G.fast technology, which in theory allows telcos to push gigabit speeds over existing copper wire, isn’t a good substitute for fiber upgrades, according to Verizon’s director of network planning. Vincent O’Byrne, quoted in an article by Sean Buckley in FierceTelecom, said that even in multi-tenant office buildings or apartments, it’s more cost effective to install fiber all the way to the customer, than it is to bring fiber in or near a building and then use G.fast to close the gap…
“It’s a bit more expensive to put the single family unit fiber connections out there, but we have the same kind of service as the rest of the network,” O’Byrne said. “We also found that the trouble report rate is less on the fiber all the way to the living unit.”

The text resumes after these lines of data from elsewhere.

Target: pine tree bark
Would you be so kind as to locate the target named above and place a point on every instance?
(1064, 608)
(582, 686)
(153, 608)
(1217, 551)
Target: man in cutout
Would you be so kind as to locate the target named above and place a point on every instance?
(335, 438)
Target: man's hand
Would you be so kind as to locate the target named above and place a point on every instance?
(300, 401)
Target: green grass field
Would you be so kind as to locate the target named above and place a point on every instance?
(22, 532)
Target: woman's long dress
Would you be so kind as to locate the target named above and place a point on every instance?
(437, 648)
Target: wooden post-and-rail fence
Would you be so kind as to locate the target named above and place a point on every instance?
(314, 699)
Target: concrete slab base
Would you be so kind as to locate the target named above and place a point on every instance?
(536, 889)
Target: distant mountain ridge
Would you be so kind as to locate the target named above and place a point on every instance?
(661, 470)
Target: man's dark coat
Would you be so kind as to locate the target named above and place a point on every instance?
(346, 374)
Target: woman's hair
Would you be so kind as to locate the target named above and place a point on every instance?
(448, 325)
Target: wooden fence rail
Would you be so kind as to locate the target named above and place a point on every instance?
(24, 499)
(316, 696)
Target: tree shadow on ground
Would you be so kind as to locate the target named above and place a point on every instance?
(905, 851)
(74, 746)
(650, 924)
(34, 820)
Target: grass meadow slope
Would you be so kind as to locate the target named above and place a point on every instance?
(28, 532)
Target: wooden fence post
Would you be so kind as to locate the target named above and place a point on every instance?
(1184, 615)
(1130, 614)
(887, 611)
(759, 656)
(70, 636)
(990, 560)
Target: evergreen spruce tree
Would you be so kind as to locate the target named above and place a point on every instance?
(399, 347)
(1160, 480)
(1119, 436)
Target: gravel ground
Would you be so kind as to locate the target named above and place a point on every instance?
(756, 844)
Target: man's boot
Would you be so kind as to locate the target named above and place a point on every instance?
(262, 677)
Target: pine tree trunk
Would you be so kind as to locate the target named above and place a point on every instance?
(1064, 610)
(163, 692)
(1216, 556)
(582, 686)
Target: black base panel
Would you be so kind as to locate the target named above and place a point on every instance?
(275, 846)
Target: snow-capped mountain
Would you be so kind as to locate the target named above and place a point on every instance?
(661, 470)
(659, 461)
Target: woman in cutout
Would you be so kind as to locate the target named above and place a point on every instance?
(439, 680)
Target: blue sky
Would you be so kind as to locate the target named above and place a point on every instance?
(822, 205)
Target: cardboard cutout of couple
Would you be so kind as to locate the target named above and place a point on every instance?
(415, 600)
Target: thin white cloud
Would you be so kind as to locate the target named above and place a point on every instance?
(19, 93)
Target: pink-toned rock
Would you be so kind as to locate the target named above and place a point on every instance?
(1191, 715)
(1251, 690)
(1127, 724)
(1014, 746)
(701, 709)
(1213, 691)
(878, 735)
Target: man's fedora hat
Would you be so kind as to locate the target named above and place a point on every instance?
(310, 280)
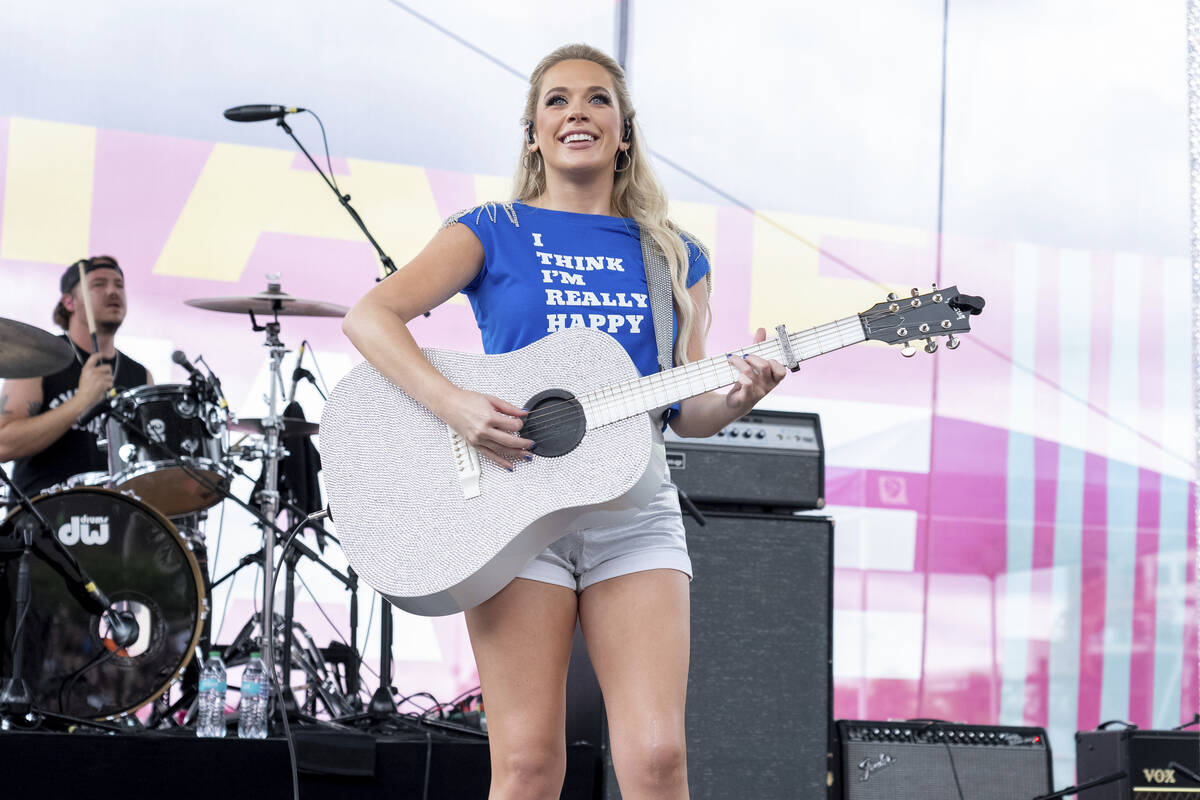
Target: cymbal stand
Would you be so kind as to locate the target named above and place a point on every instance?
(269, 497)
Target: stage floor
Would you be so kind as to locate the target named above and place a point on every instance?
(179, 767)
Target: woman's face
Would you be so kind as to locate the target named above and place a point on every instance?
(577, 125)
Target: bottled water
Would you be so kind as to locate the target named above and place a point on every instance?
(210, 717)
(256, 693)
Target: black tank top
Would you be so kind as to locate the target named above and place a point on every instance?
(76, 450)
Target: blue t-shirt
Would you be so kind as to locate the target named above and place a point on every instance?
(551, 270)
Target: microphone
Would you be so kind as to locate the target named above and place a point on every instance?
(123, 625)
(298, 373)
(215, 383)
(102, 407)
(258, 113)
(181, 360)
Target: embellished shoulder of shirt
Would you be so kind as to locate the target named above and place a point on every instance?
(491, 210)
(690, 242)
(690, 239)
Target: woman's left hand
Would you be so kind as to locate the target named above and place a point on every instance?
(759, 377)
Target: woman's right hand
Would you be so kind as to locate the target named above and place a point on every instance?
(490, 425)
(95, 380)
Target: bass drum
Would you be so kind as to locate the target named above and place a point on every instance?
(136, 557)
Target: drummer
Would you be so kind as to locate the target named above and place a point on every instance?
(39, 427)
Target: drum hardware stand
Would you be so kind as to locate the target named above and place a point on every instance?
(382, 708)
(269, 497)
(16, 698)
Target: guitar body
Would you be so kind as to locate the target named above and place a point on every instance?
(397, 488)
(436, 529)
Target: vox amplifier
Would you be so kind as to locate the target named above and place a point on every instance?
(767, 461)
(939, 761)
(1158, 764)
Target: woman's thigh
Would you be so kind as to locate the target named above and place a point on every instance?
(522, 644)
(637, 629)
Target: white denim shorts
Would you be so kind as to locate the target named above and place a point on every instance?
(652, 540)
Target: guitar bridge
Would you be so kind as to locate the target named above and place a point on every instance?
(466, 461)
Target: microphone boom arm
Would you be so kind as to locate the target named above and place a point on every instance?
(389, 266)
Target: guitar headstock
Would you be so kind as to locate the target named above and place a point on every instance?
(939, 312)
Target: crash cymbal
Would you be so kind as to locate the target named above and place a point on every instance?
(28, 352)
(293, 426)
(273, 301)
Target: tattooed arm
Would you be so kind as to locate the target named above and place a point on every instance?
(27, 429)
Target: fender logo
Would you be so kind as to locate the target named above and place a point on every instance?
(1159, 776)
(867, 765)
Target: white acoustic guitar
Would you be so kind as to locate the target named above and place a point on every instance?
(437, 529)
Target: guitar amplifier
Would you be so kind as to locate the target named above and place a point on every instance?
(939, 761)
(1158, 764)
(767, 461)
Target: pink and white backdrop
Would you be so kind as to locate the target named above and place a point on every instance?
(1013, 519)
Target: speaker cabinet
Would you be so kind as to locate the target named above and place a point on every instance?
(940, 761)
(760, 684)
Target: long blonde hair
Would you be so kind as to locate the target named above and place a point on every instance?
(636, 191)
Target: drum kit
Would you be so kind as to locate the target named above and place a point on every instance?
(136, 533)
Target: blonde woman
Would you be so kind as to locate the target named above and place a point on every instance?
(567, 252)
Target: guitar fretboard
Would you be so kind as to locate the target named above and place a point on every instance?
(645, 395)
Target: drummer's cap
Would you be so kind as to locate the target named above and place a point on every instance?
(71, 277)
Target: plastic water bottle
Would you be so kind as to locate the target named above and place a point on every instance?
(210, 717)
(256, 692)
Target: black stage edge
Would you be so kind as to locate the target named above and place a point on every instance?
(178, 765)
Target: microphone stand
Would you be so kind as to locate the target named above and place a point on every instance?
(389, 268)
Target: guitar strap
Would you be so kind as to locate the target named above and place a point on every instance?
(658, 282)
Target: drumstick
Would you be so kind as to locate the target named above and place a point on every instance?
(91, 319)
(87, 307)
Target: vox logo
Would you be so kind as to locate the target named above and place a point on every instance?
(1159, 776)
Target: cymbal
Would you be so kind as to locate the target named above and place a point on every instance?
(28, 352)
(273, 301)
(293, 426)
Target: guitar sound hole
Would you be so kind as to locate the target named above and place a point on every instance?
(555, 422)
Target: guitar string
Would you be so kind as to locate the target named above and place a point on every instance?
(636, 394)
(641, 394)
(641, 391)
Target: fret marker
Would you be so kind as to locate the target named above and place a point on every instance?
(785, 346)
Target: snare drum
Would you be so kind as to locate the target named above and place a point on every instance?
(177, 420)
(145, 567)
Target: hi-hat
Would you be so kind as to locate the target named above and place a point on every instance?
(28, 352)
(273, 301)
(293, 426)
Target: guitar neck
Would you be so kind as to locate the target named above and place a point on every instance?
(645, 395)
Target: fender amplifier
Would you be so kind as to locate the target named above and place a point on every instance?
(766, 461)
(1156, 763)
(939, 761)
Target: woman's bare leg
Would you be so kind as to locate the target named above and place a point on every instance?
(522, 644)
(637, 629)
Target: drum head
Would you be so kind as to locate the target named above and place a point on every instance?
(141, 561)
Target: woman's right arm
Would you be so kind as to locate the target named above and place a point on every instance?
(378, 326)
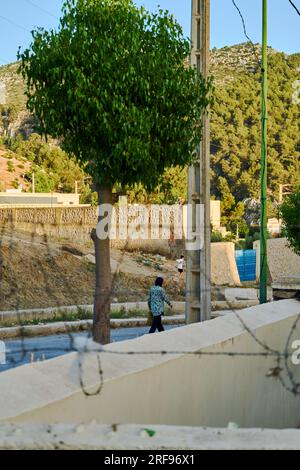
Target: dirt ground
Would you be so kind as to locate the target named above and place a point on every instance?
(7, 177)
(35, 274)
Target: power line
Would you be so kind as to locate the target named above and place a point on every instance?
(294, 6)
(246, 34)
(30, 2)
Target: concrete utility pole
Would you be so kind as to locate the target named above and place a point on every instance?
(198, 282)
(263, 284)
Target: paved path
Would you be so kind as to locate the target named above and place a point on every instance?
(20, 352)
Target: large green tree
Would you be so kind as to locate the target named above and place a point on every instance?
(112, 83)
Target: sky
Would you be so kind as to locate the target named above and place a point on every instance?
(19, 17)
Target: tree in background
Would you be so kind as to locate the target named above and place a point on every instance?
(290, 214)
(111, 82)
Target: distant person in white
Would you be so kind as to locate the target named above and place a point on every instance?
(180, 264)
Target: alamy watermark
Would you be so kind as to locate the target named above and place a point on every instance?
(154, 222)
(2, 353)
(296, 353)
(2, 93)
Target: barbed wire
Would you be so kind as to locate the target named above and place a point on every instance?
(294, 6)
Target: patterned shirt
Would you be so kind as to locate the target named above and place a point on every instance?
(157, 297)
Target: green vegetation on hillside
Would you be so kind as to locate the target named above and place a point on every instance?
(235, 133)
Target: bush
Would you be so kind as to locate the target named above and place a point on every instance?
(10, 166)
(290, 214)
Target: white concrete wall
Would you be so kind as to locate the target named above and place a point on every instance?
(181, 389)
(282, 261)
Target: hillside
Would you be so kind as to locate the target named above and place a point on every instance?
(235, 128)
(12, 171)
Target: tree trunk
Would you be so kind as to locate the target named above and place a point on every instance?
(101, 320)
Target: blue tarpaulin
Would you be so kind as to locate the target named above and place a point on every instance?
(246, 264)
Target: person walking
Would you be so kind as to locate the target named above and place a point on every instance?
(156, 300)
(180, 265)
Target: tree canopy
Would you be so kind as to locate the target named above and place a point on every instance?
(113, 84)
(290, 213)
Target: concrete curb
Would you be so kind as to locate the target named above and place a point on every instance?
(77, 326)
(93, 436)
(53, 312)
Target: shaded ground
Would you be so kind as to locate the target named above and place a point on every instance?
(35, 273)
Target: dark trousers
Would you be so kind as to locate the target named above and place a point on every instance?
(156, 324)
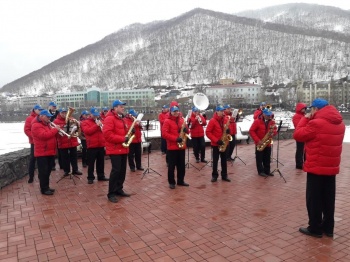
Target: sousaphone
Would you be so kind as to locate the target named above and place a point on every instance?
(201, 101)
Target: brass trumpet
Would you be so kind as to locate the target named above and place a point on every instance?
(61, 132)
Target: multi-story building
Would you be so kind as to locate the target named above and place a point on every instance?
(29, 101)
(233, 94)
(335, 93)
(141, 99)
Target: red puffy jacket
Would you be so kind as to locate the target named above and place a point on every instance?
(114, 130)
(44, 138)
(28, 126)
(137, 128)
(64, 141)
(93, 133)
(170, 132)
(103, 115)
(257, 113)
(161, 117)
(215, 129)
(259, 129)
(298, 114)
(196, 129)
(323, 135)
(233, 126)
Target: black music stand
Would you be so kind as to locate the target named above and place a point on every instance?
(210, 162)
(238, 119)
(236, 156)
(70, 176)
(147, 170)
(280, 129)
(272, 158)
(188, 157)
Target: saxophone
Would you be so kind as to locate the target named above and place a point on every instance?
(225, 137)
(267, 139)
(183, 135)
(130, 135)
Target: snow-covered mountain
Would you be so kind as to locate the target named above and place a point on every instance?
(200, 46)
(305, 16)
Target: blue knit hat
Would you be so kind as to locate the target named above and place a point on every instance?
(319, 103)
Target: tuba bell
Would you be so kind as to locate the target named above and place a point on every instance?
(73, 125)
(200, 101)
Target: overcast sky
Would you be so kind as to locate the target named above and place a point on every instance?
(33, 33)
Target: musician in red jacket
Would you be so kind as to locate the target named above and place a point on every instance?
(135, 150)
(103, 113)
(322, 131)
(67, 146)
(44, 138)
(115, 130)
(161, 117)
(196, 122)
(214, 132)
(176, 145)
(95, 143)
(84, 116)
(262, 126)
(27, 130)
(258, 113)
(299, 153)
(233, 131)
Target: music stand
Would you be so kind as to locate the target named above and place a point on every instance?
(147, 170)
(188, 158)
(280, 129)
(70, 176)
(210, 162)
(236, 156)
(272, 158)
(240, 119)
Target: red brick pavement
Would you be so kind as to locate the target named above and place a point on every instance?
(249, 219)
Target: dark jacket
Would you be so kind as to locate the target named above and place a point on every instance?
(114, 130)
(93, 133)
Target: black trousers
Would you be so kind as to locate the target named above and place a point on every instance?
(320, 202)
(96, 155)
(216, 155)
(84, 158)
(44, 169)
(176, 158)
(69, 158)
(198, 144)
(230, 147)
(163, 145)
(134, 155)
(299, 154)
(117, 176)
(32, 160)
(263, 159)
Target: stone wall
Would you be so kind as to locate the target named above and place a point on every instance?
(13, 166)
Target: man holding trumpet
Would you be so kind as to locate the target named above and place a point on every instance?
(196, 122)
(44, 138)
(114, 131)
(67, 145)
(95, 146)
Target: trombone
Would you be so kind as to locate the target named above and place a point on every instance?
(60, 131)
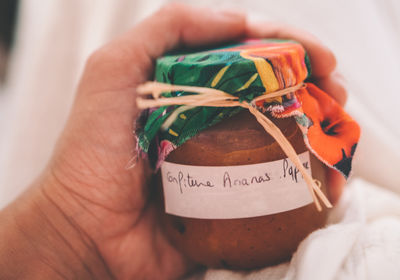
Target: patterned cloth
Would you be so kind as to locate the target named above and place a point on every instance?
(247, 70)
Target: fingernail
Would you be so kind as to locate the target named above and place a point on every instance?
(231, 13)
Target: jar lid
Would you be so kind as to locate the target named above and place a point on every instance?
(247, 69)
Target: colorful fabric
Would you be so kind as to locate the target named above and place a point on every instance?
(247, 70)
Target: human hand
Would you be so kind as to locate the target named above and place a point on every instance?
(99, 214)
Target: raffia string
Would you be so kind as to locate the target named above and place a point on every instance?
(217, 98)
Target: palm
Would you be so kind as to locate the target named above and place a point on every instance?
(98, 144)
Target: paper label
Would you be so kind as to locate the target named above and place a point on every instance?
(229, 192)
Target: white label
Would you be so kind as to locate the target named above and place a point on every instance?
(229, 192)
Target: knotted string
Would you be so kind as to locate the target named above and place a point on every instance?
(211, 97)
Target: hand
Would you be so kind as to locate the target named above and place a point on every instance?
(97, 212)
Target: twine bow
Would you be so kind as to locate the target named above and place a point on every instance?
(211, 97)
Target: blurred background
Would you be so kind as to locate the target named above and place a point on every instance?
(44, 45)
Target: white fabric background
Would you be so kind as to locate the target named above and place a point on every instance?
(55, 38)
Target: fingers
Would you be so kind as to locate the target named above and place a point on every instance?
(323, 62)
(177, 25)
(335, 186)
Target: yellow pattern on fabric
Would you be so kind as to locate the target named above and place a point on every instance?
(266, 73)
(249, 82)
(219, 75)
(170, 131)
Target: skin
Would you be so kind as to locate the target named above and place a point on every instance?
(88, 216)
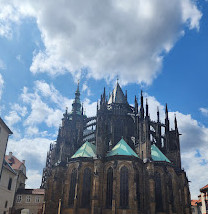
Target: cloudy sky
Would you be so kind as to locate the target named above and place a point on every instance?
(158, 46)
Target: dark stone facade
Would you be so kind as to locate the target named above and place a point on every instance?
(117, 184)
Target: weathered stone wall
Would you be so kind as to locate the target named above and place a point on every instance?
(59, 187)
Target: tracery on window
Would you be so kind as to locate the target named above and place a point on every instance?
(109, 190)
(124, 188)
(170, 192)
(72, 187)
(86, 189)
(158, 192)
(138, 191)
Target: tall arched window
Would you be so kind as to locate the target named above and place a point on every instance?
(137, 190)
(124, 188)
(158, 192)
(86, 188)
(109, 192)
(72, 187)
(170, 192)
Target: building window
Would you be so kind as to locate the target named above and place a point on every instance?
(10, 184)
(28, 199)
(72, 187)
(37, 199)
(158, 192)
(86, 188)
(137, 190)
(109, 192)
(19, 199)
(124, 188)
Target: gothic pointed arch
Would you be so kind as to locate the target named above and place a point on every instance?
(72, 187)
(124, 188)
(158, 192)
(86, 188)
(109, 189)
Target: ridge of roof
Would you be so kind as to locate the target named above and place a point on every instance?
(86, 150)
(122, 148)
(157, 155)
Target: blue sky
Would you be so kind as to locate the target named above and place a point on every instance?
(153, 45)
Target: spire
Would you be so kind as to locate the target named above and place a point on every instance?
(158, 115)
(147, 109)
(117, 95)
(142, 106)
(104, 96)
(76, 105)
(166, 111)
(176, 125)
(126, 94)
(82, 109)
(167, 128)
(136, 105)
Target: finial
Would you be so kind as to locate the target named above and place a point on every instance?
(176, 125)
(147, 108)
(158, 114)
(141, 99)
(166, 111)
(82, 109)
(117, 79)
(78, 84)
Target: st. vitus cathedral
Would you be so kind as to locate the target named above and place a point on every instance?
(119, 161)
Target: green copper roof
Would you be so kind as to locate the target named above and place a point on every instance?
(122, 148)
(86, 150)
(157, 155)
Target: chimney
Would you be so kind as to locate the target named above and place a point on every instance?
(10, 155)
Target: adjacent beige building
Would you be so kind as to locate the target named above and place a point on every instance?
(200, 206)
(13, 178)
(7, 174)
(4, 135)
(29, 201)
(7, 188)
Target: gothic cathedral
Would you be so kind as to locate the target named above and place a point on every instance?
(119, 161)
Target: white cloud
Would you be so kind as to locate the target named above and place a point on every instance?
(194, 144)
(41, 112)
(109, 38)
(86, 88)
(204, 111)
(90, 108)
(34, 180)
(12, 118)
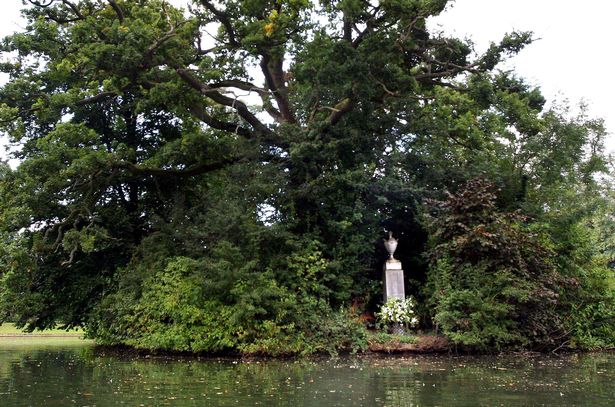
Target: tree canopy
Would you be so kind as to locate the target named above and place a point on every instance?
(220, 177)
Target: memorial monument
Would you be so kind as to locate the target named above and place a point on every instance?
(393, 274)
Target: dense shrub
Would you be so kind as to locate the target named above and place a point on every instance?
(493, 283)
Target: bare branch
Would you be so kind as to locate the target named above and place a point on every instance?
(193, 170)
(118, 10)
(202, 115)
(240, 107)
(74, 8)
(96, 98)
(340, 110)
(224, 19)
(274, 78)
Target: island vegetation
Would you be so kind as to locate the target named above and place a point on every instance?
(220, 178)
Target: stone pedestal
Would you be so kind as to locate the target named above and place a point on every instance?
(393, 279)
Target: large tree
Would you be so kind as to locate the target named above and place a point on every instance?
(292, 129)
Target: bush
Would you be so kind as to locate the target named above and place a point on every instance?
(493, 282)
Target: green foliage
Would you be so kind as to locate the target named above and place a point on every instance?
(155, 207)
(493, 282)
(384, 338)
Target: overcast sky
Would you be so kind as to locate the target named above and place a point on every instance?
(572, 59)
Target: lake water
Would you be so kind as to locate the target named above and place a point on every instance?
(73, 374)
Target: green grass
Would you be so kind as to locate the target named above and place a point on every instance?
(14, 338)
(10, 329)
(384, 338)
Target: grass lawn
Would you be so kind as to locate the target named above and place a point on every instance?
(8, 329)
(14, 338)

“At Verizon we were finding the trouble reports on the copper were two to three times more than when we had fiber to the living unit,” O’Byrne said. “For a long time, the copper plant in the Verizon network was not as good as it was in some locations so if we went to G.fast it would be low volume and we would have the same issues five years down the road.”
Of course, if Verizon maintained its copper plant, instead of letting it rot on the poles and then selling it off, as it did in California, some of these issues might not have come up. But it’s true that copper circuits carrying G.fast traffic need to be relatively pristine in order to work over any real distance. If a lot of work is needed, there’s not much of a cost difference between refurbishing copper and replacing it with fiber.
Rapid and constant changes in technology are also a problem. O’Byrne said that as equipment hits end-of-life, it can’t always be replaced with compatible gear, and the mix of different generations of technology can be costly to maintain and difficult to support.